En propos liminaire Jean-Félix Acquaviva, député de la 2èmecirconscription de Haute-Corse et président de la commission d’enquête, a souhaité rappeler, devant celui qui exerçait des responsabilités au plus haut niveau de l’État au moment de l’agression mortelle d’Yvan Colonna, que le statut de Détenu Particulièrement Signalé (DPS) auquel ce dernier était toujours soumis a « empêché son rapprochement pratique en Corse, au sein de l’établissement de Borgo ». « En raison de l’obligation de déport à laquelle était et reste astreint le Garde des Sceaux, vous êtes à la fois le dernier responsable à avoir maintenu le statut de DPS d’Yvan Colonna, et le seul à l’avoir levé, par la force des choses, il y a un an jour pour jour dans les circonstances que l’on sait désormais. Le statut de DPS de messieurs Alessandri et Ferrandi sera levé quelques jours plus tard », a-t-il argué en pointant des décisions qui « interrogent ». « Soit, première hypothèse les membres du commando Erignac satisfaisaient objectivement aux critères DPS, au niveau de leur dangerosité notamment, et dans ce cas ils auraient dû rester sous ce statut, même en dépit de l’agression. Soit, seconde hypothèse, ils ne satisfaisaient pas totalement aux critères, ou ils n’y satisfaisaient plus et dans ce cas on peut s’interroger depuis combien de temps ils étaient maintenus sous ce statut pour des raisons, non pas objectives, mais politiques, étrangères à la stricte application du droit, ce que j’ai appelé la vengeance d’État, lors de la question que j’ai adressé au Gouvernement concernant leur rapprochement en Corse le 19 octobre 2021, soit 5 mois avant les faits. Il n’y a pour nous à ce stade de troisième voie », a-t-il déroulé.

" Des motifs de fait "

En écho, Jean Castex indique qu’il a eu à statuer le 6 août 2021 pour répondre à la demande de levée du statut de DPS d’Yvan Colonna et concède y avoir opposé une décision de refus en soulignant que celle-ci n’est « certainement » pas intervenue « pour des raisons politiques ». « Je l’ai fait dans un dossier extrêmement difficile au vu des avis rendus », explique-t-il en précisant : « J’ai constaté qu’une commission compétente instituée au sein de l’administration pénitentiaire avait été réunie, et avait émis un avis. Comme celui du Parquet National Anti-Terroriste, il était défavorable à la demande exprimée par Yvan Colonna, notamment parce que la période de sureté qui entourait la sanction pénale qui l’avait frappée n’était que très récemment échue, parce qu’il y avait eu avant son arrestation des phénomènes de fuite, et enfin parce qu’il y avait eu différents incidents disciplinaires qui s’étaient produits pendant la période récente d’incarcération. J’ai donc suivi la recommandation de la commission ». 
 
Il affirme dans ce droit fil que c’est pour « des motifs de fait qu’il (lui) est apparu nécessaire de maintenir ce statut » et souffle : « J’ai entendu la notion de vengeance d’État. Je le dis très clairement dans cette commission et dans le cadre des prérogatives qui étaient les miennes pendant ce dossier, il n’y a jamais eu en aucun cas la recherche de vengeance d’État mais l’application de texte ». Il ajoute en outre qu’après l’agression d’Yvan Colonna c’est pour « des raisons humanitaires » qu’il a levé son statut de DPS et, qu’une fois cette décision prise, il lui semblait « extrêmement difficile compte tenu de la hiérarchie des responsabilités dans les condamnations, de maintenir celui d’Alain Ferrandi et Pierre Alessandri », en notant également des raisons tenant au maintien de l’ordre public face aux troubles nés suite à l’agression d’Yvan Colonna sur l’île.
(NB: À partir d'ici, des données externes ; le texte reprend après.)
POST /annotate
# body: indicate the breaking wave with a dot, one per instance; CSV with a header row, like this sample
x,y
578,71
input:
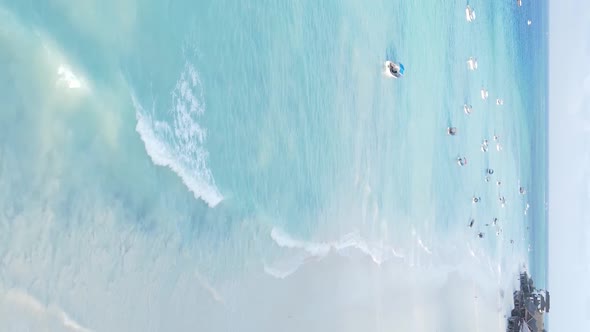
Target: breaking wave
x,y
345,246
179,143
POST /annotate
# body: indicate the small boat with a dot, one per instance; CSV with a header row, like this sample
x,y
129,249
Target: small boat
x,y
469,14
394,70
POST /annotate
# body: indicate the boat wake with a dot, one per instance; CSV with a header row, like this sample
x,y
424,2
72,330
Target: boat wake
x,y
178,143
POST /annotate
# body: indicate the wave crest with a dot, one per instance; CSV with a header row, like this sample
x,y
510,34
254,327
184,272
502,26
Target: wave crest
x,y
379,253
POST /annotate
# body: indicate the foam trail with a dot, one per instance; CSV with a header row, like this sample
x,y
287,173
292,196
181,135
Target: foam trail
x,y
209,288
178,144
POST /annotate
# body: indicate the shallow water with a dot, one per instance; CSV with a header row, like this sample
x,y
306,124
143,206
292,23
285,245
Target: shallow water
x,y
221,166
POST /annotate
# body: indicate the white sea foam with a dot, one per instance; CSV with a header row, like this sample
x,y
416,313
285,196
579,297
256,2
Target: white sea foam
x,y
178,143
378,253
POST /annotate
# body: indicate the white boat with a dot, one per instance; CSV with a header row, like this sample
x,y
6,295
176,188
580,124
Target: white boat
x,y
484,94
469,14
394,70
467,109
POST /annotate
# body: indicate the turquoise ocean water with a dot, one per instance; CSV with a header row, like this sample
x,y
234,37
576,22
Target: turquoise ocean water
x,y
246,166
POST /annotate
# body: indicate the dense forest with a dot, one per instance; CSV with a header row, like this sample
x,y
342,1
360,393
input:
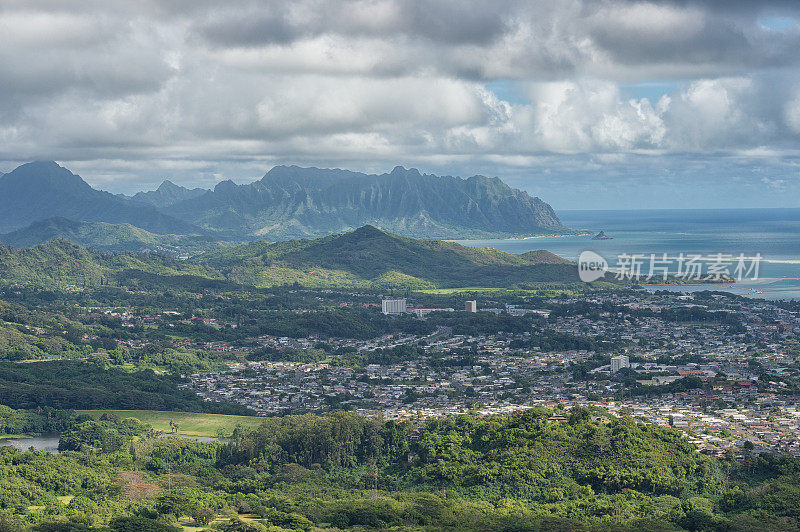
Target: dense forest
x,y
342,471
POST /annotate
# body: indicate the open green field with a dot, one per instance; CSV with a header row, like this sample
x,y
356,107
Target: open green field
x,y
189,423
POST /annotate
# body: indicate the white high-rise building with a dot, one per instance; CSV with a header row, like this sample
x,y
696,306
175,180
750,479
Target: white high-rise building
x,y
619,362
393,306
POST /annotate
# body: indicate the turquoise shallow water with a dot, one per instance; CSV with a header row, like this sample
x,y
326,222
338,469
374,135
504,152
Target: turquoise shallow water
x,y
772,233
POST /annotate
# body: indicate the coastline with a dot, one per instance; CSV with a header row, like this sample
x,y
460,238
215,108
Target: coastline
x,y
521,238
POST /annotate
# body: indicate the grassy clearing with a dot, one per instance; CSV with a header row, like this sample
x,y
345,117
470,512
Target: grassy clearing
x,y
189,423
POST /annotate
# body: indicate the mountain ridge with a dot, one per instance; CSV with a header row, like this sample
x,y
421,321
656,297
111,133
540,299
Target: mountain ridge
x,y
167,194
287,202
104,236
295,202
366,258
43,189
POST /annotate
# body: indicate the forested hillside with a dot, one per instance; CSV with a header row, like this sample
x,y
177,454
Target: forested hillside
x,y
342,471
364,258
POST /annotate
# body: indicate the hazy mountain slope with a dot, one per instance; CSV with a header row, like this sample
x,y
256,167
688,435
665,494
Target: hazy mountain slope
x,y
106,237
295,202
167,194
40,190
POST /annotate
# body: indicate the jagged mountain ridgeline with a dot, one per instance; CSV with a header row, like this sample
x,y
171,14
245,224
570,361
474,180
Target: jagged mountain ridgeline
x,y
291,202
288,202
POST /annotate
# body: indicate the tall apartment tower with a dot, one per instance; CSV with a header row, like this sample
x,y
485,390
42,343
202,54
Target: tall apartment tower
x,y
393,306
617,363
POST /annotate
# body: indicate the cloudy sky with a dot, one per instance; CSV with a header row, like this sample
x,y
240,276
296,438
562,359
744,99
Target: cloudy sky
x,y
586,103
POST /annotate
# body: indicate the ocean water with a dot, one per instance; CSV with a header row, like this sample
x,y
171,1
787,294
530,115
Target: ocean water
x,y
772,233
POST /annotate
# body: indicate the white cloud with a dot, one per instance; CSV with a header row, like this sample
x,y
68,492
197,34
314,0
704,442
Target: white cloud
x,y
231,88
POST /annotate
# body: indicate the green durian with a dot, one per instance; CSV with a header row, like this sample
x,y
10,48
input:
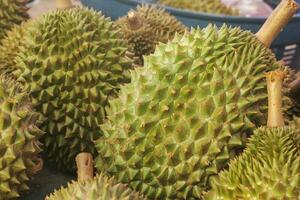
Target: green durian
x,y
269,168
147,26
73,62
207,6
12,12
187,112
100,187
10,47
19,134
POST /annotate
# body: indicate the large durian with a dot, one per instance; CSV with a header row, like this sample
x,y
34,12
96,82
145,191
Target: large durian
x,y
187,111
269,168
145,27
12,12
100,187
10,47
72,62
207,6
19,146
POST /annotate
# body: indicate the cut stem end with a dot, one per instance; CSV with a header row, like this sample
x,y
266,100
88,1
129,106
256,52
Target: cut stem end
x,y
277,21
85,170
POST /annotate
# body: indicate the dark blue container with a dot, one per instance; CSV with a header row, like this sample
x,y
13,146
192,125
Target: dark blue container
x,y
286,46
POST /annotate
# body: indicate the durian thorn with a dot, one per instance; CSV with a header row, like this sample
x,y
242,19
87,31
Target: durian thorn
x,y
134,20
295,88
277,21
37,167
85,170
63,4
274,84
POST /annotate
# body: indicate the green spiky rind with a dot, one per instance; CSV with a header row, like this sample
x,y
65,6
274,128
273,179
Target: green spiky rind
x,y
186,112
10,47
74,61
99,188
268,169
12,12
18,139
207,6
157,26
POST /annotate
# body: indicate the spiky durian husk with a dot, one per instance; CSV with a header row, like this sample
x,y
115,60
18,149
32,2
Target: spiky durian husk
x,y
74,61
12,12
207,6
186,112
268,169
156,26
10,47
18,139
100,187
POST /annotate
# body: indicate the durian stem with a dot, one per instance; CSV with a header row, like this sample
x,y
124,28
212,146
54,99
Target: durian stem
x,y
274,84
63,4
134,20
277,21
295,88
84,162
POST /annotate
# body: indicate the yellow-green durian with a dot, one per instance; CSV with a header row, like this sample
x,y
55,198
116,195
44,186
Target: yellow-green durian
x,y
147,26
207,6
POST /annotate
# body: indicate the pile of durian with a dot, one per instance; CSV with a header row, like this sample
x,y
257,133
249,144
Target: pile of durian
x,y
167,112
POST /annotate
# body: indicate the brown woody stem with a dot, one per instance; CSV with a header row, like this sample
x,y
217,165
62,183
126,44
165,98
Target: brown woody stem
x,y
274,84
277,21
295,88
63,4
85,168
134,20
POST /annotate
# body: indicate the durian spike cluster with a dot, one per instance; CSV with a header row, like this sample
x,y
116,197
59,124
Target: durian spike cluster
x,y
19,134
187,112
147,26
269,167
100,187
12,12
207,6
10,47
72,62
" Je n’ai jamais été, ni de près ni de loin, l’instrument d’un moindre complot "

Un raisonnement qui ne tient pas pour Jean-Félix Acquaviva qui lui oppose que Pierre Alessandri avait reçu « pour la troisième fois consécutive » un avis favorable de la commission locale de Poissy sur la levée de son statut de DPS, et qui malgré tout a vu cette demande encore rejetée par le Premier ministre en 2020. Jean Castex dit pour sa part se souvenir « d’un avis défavorable du Parquet National Anti-Terroriste » et assure avoir pris cette décision « en conscience ». Une différence de mémoire qui n'est pas sans cristalliser certaines tensions entre les deux hommes. 
 
Quelques minutes plus tard, le rapporteur de la commission et député de la 1ère circonscription de Corse-du-Sud, Laurent Marcangeli tente de reposer les choses. « Suite à l’agression d’Yvan Colonna, des personnes de tous bords politiques ont émis un certain nombre d’hypothèses qui relevaient de la théorie du complot. Pourquoi cette question est posée, parce que les rapports entre la Corse et l’État étaient parfois conflictuels, et qu’il a été démontré par la Justice que parfois des agents de l’État étaient susceptibles d’y commettre des fautes lourdes et que cela a laissé beaucoup de meurtrissures dans le cœur des Corses », soulève-t-il en évoquant avoir lui-même pu constater « un traitement particulier » des prisonniers du commando Erignac, notamment par le maintien de leur statut de DPS. « Pouvez-vous affirmer au regard des responsabilités éminentes que vous avez exercé au service de l’État qu’il n’y a pas eu à votre connaissance d’intervention politique, administrative, ce que certains peuvent qualifier parfois d’État profond, en vue de permettre la survenance de cet évènement dramatique qui a causé de graves troubles à l’ordre public ? », demande-t-il à l’ex Premier Ministre qui lui répondra sans ciller : « Non seulement je n’ai jamais été, ni de près ni de loin, l’instrument d’un moindre complot, je me demande bien d’ailleurs à quelle finalité, mais je n’en ai eu jamais eu, ni de près ni de loin, connaissance. Si tel avait été le cas, jamais je n’aurais pu le tolérer, car c’eut été un grave abaissement de l’État ».
 
Pas de quoi convaincre Jean-Félix Acquaviva. « Nous sommes dans un moment important où il faut se dire toutes les choses », siffle-t-il. « On aurait pu prendre, malgré les critères DPS, la décision de les lever ou de transférer ces personnes. On ne le faisait pas, parce qu’il y avait une promesse de ne pas le faire, en raison du traumatisme de l’assassinat du préfet Erignac », tonne-t-il en déplorant encore : « Le lendemain du drame, nous avons été en possession de messages de préfets en exercice, qui disent qu’il fallait décorer Elong Abé, qu’il avait fait ce qui aurait dû être fait il y a longtemps. Vous entendez ce que je dis ? Cette haine a existé. Le dire c’est rendre la dignité à la famille d’Yvan Colonna ».